Desta forma, o fortalecimento e o engajamento de uma rede de apoio unida por um objetivo em comum reflete positivamente no cuidado em saúde, por dois motivos: 1) o “apoio comunitário” possibilita a disseminação de conhecimentos e da efetiva cidadania por parte do indivíduo enquanto sujeito de direitos que devem ser garantidos pelo Sistema Único de Saúde (como é o caso do acesso aos medicamentos, suplementos, polivitamínicos, além do direito ao acompanhamento especializado com profissionais de saúde); e 2) no sentido de possibilitar a instrumentalização do indivíduo, de modo que ele tenha acesso a ferramentas que venham a garantir a sua reflexão diante da importância da adesão ao tratamento. 

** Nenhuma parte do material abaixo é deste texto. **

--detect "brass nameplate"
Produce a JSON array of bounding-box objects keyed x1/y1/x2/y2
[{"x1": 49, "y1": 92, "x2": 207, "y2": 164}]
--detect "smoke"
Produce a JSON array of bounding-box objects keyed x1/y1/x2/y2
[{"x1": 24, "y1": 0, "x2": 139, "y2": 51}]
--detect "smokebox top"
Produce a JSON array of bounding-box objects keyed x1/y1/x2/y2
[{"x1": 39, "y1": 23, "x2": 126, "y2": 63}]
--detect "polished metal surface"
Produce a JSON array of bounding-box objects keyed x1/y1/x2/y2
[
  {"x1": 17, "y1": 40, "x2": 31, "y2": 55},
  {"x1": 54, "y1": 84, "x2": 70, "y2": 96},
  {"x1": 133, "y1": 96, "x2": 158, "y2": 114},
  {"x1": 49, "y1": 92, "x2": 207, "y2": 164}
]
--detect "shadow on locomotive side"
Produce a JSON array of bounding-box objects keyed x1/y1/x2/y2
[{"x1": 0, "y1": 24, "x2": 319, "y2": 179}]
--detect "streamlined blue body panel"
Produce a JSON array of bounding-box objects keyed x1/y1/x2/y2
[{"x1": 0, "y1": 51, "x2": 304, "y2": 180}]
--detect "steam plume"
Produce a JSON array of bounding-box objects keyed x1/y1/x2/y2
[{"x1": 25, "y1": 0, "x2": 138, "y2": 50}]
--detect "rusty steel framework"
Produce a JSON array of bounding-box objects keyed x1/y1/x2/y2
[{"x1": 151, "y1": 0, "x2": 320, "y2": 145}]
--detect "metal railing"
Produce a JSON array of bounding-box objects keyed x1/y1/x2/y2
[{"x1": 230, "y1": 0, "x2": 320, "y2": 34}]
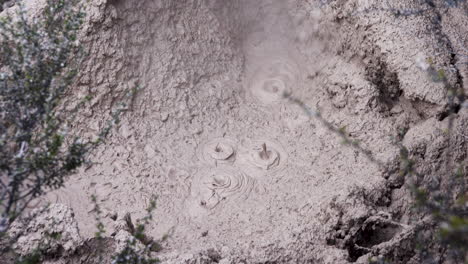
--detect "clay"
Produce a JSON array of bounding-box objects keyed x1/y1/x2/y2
[{"x1": 4, "y1": 0, "x2": 468, "y2": 264}]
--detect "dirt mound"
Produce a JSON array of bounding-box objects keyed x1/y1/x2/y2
[{"x1": 22, "y1": 0, "x2": 468, "y2": 263}]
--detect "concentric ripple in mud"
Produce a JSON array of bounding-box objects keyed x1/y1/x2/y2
[
  {"x1": 197, "y1": 138, "x2": 237, "y2": 166},
  {"x1": 191, "y1": 167, "x2": 255, "y2": 210},
  {"x1": 245, "y1": 140, "x2": 288, "y2": 172},
  {"x1": 249, "y1": 61, "x2": 299, "y2": 104}
]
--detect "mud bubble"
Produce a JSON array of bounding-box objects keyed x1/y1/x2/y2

Portanto, a rede de apoio é uma ferramenta poderosa na luta pela garantia de direitos, tendo em vista que ela possibilita uma intensa troca de conhecimentos, fortalecendo laços de união e de solidariedade em prol de um objetivo comum, como é o caso da ação coletiva para a garantia de tratamento gratuito e de qualidade, de forma a possibilitar uma significativa melhora na qualidade de vida dos pacientes.